Las carreras que más suben: un patrón reconocible

Los aumentos más pronunciados no son aleatorios. Siguen una lógica que las propias universidades reconocen: las carreras con mayor costo real de formación, mayor empleabilidad y mayores ingresos futuros esperados son las que más suben.

Medicina y Odontología ya superaron los diez millones de pesos anuales en varias universidades. Ingeniería Civil también está en ese rango en las instituciones más costosas. Psicología, Derecho e Ingeniería Comercial consolidaron alzas significativas en prácticamente todas las casas de estudio donde se imparten.

En la Universidad del Desarrollo, los valores siguen expresados en UF, lo que añade una variable adicional de incertidumbre: el valor en pesos depende del momento en que se pague. Carreras como Ingeniería Comercial, Cine y Comunicación Audiovisual y Arquitectura rondan las 244-245 UF anuales, mientras Medicina supera ampliamente los diez millones de pesos al tipo de cambio actual de la UF.

Las que se mantienen más estables: pedagogías y algunas técnicas

No todo sube al mismo ritmo. Las carreras de pedagogía, que enfrentan problemas de matrícula en varias universidades por la baja demanda de los últimos años, tienen aumentos más moderados. Las carreras técnicas de menor duración también registran alzas más contenidas.

Las universidades estatales como la Universidad de Chile y la Universidad de Santiago aplican reajustes más acotados, en parte porque su estructura de financiamiento público les da un margen de maniobra distinto al de las privadas. La Universidad de Chile fijó su Derecho Básico de Matrícula Anual en $217.600 para estudiantes nuevos en 2026, manteniendo una lógica de contención en los valores base.

El problema de fondo: la brecha entre arancel real y arancel regulado

Detrás de las cifras hay una discusión política y financiera que el sistema de educación superior chileno no ha resuelto. El arancel regulado que el Estado paga por los estudiantes con gratuidad es sistemáticamente inferior al arancel real que las universidades dicen necesitar para cubrir sus costos. Esa brecha la absorben de distintas maneras: recortando gastos, aumentando la carga docente o subiendo los aranceles de quienes no tienen gratuidad.

El resultado es una presión que recae desproporcionadamente sobre las familias del tramo medio. Quienes tienen gratuidad están protegidos de los aumentos en su costo directo de matrícula.
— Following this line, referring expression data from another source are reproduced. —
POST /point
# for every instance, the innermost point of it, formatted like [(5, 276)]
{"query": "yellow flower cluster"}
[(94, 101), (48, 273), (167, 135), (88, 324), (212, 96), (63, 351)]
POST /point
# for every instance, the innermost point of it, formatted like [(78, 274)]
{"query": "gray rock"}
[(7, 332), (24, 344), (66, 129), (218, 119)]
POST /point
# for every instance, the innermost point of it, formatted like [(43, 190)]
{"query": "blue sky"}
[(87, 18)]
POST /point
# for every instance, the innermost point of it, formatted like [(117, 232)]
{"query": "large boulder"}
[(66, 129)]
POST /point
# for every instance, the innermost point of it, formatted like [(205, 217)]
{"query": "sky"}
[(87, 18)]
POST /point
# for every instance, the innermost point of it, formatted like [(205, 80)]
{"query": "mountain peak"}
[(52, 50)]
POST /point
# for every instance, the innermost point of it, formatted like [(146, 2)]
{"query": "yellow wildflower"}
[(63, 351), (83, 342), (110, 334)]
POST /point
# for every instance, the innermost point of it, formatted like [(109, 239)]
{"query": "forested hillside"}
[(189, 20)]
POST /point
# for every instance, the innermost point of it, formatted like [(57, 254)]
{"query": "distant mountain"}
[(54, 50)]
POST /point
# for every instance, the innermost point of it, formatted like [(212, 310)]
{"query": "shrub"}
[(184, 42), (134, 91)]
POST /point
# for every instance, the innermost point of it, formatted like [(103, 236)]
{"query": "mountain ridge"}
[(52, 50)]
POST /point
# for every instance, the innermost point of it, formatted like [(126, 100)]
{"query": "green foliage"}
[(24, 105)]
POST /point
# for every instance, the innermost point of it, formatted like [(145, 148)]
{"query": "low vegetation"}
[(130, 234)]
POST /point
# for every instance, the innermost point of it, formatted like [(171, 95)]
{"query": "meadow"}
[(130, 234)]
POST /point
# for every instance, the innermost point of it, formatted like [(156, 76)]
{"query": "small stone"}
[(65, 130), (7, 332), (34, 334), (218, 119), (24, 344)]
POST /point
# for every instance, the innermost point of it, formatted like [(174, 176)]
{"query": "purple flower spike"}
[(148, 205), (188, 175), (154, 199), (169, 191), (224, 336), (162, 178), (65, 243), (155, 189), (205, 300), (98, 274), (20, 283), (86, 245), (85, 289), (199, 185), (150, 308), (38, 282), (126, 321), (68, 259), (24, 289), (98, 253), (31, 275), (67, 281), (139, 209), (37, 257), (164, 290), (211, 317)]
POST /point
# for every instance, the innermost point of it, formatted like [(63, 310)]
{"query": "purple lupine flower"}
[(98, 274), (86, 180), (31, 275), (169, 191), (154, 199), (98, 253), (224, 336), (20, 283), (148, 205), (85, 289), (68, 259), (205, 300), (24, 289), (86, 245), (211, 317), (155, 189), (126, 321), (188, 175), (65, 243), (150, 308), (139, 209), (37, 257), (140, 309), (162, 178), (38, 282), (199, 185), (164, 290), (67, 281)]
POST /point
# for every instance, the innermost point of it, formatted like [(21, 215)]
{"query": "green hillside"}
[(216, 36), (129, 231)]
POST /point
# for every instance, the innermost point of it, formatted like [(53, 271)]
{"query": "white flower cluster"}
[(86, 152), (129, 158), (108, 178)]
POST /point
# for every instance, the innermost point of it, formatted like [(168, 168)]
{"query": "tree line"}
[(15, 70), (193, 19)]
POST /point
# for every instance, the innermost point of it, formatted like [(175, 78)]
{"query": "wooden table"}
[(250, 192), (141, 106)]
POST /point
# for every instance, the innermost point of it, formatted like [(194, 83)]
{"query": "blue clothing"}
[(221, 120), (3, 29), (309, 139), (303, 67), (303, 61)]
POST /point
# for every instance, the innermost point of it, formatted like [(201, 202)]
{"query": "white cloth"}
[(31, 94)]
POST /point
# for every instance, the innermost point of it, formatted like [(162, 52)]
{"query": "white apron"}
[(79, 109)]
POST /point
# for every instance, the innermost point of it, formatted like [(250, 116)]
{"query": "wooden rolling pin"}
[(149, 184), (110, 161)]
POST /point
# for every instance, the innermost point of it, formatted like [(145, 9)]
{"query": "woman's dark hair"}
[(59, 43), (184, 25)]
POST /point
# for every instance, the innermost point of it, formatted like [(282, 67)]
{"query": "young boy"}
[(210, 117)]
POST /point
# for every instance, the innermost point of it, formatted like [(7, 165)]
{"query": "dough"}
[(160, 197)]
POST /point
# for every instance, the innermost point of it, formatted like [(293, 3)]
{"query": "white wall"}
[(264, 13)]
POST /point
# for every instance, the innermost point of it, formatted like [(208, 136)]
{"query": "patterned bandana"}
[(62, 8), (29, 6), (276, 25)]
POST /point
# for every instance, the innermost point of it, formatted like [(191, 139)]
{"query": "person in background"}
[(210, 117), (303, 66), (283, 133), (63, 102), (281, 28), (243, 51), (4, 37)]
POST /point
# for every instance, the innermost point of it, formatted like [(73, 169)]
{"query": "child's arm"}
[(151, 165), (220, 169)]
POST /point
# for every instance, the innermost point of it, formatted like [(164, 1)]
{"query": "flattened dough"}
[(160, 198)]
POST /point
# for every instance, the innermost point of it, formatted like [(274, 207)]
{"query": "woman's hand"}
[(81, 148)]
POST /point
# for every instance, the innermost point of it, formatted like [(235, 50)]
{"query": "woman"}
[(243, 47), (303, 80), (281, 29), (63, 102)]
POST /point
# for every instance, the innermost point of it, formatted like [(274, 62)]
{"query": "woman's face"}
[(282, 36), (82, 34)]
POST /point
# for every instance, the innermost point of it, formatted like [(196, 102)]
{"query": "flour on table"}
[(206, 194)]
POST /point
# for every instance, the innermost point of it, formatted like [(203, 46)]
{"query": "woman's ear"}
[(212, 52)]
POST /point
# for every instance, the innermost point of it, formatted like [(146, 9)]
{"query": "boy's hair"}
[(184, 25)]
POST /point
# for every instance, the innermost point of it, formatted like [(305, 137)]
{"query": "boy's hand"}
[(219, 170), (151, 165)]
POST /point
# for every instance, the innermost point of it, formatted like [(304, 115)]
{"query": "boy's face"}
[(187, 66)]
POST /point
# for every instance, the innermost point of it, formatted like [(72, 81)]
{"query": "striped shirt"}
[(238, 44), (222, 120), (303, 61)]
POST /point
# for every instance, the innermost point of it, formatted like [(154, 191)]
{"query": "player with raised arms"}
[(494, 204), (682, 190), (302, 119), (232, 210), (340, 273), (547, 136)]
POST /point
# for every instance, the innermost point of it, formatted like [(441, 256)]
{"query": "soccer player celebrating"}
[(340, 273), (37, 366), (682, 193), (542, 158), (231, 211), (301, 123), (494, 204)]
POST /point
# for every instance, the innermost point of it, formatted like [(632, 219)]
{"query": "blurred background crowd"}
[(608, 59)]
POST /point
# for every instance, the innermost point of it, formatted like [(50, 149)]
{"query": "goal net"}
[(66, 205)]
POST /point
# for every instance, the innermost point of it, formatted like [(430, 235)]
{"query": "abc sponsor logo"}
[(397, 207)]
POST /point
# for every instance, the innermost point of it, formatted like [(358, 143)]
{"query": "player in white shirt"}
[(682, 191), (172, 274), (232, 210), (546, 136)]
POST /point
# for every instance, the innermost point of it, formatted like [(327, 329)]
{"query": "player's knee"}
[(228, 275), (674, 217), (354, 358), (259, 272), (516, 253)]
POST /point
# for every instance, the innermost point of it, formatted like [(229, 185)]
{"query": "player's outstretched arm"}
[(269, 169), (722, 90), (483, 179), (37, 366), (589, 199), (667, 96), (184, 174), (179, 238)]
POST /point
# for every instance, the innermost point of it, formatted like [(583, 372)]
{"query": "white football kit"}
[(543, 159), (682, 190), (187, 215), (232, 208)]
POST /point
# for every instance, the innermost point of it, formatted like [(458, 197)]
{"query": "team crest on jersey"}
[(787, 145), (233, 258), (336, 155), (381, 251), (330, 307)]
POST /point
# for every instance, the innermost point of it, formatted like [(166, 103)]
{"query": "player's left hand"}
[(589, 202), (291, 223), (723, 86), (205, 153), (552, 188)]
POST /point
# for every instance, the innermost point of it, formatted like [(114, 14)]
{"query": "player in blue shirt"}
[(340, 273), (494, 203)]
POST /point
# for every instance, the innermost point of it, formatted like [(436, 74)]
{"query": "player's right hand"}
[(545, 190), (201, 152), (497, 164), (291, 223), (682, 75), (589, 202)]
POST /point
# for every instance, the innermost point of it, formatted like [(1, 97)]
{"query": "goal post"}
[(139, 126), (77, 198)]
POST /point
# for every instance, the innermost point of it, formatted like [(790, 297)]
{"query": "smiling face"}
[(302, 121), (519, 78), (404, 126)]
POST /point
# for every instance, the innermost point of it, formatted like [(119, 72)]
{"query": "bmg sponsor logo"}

Quienes no la tienen enfrentan un sistema donde las alzas anuales por encima del IPC son la norma y no la excepción.

Qué hacer frente a los nuevos valores

Para las familias que no acceden a gratuidad, el primer paso es revisar si califican para alguna de las becas ministeriales disponibles —Beca Bicentenario, Beca Juan Gómez Millas, Beca para Hijos de Profesionales de la Educación— cuya cobertura cubre el arancel de referencia, no el real, lo que en carreras de alto costo puede dejar una brecha significativa por financiar.

El Portal de Beneficios Estudiantiles del Ministerio de Educación publica los aranceles de referencia 2026 de todas las instituciones adscritas al sistema, lo que permite comparar cuánto cubre el beneficio estatal respecto al arancel real de cada carrera en cada universidad. Esa comparación, antes de elegir dónde estudiar, puede cambiar significativamente la ecuación financiera de los próximos años.